Cuando uno es expulsado de sí mismo mientras vive en un país inventado —y el enamoramiento es un país inventado por el deseo—, la expulsión es doble. Por un lado debe abandonar su propio mundo, el que ha construido y por el que ha sido construido. Por otro, la brújula con la que se adentraba en terra incognita queda dañada. Por cuánto tiempo no se sabe, pero el daño, en el nuevo estado, permanece: la aguja imantada deja de reconocer el norte y el sur desaparece y el enamoramiento merma al perder su naturaleza secreta. La infección de lo cotidiano. El enamoramiento es autista —un autismo compartido por dos— o muta. Y ningún casado o casada —por utilizar la vieja fórmula, sólo en uso festivo e intrascendente ahora— se enamora si su pareja no ha dejado un espacio vacío donde otro amor puede inventarse y cabe. Ningún casado o casada, sí, salvo todos y cada uno de los que pertenecieron a mi familia, una familia de la que soy el último eslabón o fin de raza, sin escudos de armas ni pergaminos que me entronquen y aten a tierra o casona alguna. Un fin de raza sin raíces, un hombre desplazado.

Un hombre desplazado: pienso en Ovidio en Tristia. Lo gracioso es que mi tesis doctoral fue sobre la relación entre su exilio en el Ponto y el Ars amandi. Pienso en Rilke, de un castillo a otro, de una mujer a otra. Pienso en Jünger y su amante, Sophie Ravoux, la de tantos nombres distintos enmascarando a una sola mujer. Pero es pronto aún para pasar de uno a otro, aunque el espíritu que los una sea el mismo espíritu que se apoderó, nunca sabré cuándo ni por qué, de todos los miembros de mi familia. Hasta llegar a mí, que soy estéril, como ha quedado demostrado en varias ocasiones. Y sin más árbol genealógico que lo que he de contar en estas páginas.

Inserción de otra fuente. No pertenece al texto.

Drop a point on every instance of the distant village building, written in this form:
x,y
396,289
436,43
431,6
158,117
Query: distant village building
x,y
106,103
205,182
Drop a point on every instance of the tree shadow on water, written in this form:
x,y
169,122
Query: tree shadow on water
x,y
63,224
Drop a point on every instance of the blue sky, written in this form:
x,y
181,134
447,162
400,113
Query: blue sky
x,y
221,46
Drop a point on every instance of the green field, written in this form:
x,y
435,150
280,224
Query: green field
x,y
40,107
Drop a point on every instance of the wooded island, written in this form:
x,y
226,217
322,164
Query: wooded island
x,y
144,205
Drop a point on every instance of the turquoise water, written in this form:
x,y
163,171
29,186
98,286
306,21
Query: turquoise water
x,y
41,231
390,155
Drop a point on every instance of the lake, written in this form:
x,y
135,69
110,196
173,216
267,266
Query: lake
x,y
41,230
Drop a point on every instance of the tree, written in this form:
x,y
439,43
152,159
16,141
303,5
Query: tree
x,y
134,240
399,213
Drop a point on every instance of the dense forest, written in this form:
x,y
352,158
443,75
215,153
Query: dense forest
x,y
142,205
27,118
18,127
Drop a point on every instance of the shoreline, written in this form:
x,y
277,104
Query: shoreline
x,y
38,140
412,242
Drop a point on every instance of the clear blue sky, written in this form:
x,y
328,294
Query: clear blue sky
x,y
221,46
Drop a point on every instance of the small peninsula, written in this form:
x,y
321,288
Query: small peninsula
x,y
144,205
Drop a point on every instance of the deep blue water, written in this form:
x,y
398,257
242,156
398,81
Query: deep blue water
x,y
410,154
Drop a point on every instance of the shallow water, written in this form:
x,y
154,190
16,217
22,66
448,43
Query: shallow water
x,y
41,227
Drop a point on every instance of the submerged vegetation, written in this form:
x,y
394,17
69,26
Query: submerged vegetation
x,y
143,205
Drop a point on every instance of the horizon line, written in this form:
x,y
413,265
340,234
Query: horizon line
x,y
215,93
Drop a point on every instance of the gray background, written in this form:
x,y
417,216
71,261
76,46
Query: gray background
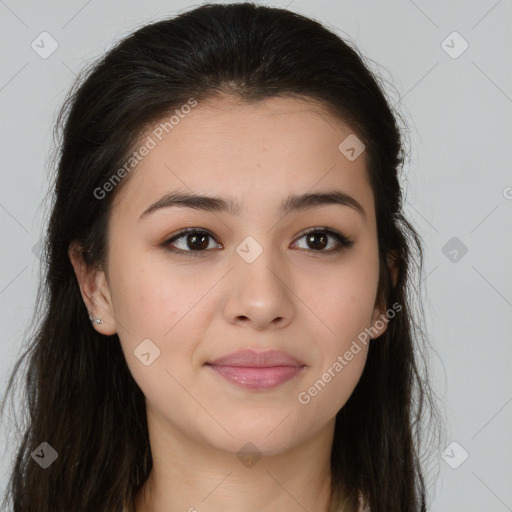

Mi mujer me ha echado de casa. La frase es vulgar, pero no lo es el hecho. No puede serlo porque mi mujer es todo lo contrario a una mujer vulgar, incluso en los momentos en que las mujeres se permiten serlo, vulgares. No hubo gritos, ni escenas; fue una conversación breve y fría sobre la imposibilidad de convivir con un hombre confuso —o demasiado preciso y ajeno— en sus sentimientos. Sobre la necesidad de saber y la necesidad, también, de no saber. Sobre la urgencia de la desaparición del intruso en el que me había convertido en los últimos meses. Un intruso con la mente, el corazón y el sexo hechizados por otra mujer y otro paisaje, distinto al nuestro. Me pregunto si el decreto de Augusto al desterrar a Ovidio fue tan exacto. Ovidio y El arte de amar, un libro que podría ser el libro de familia. De mi familia.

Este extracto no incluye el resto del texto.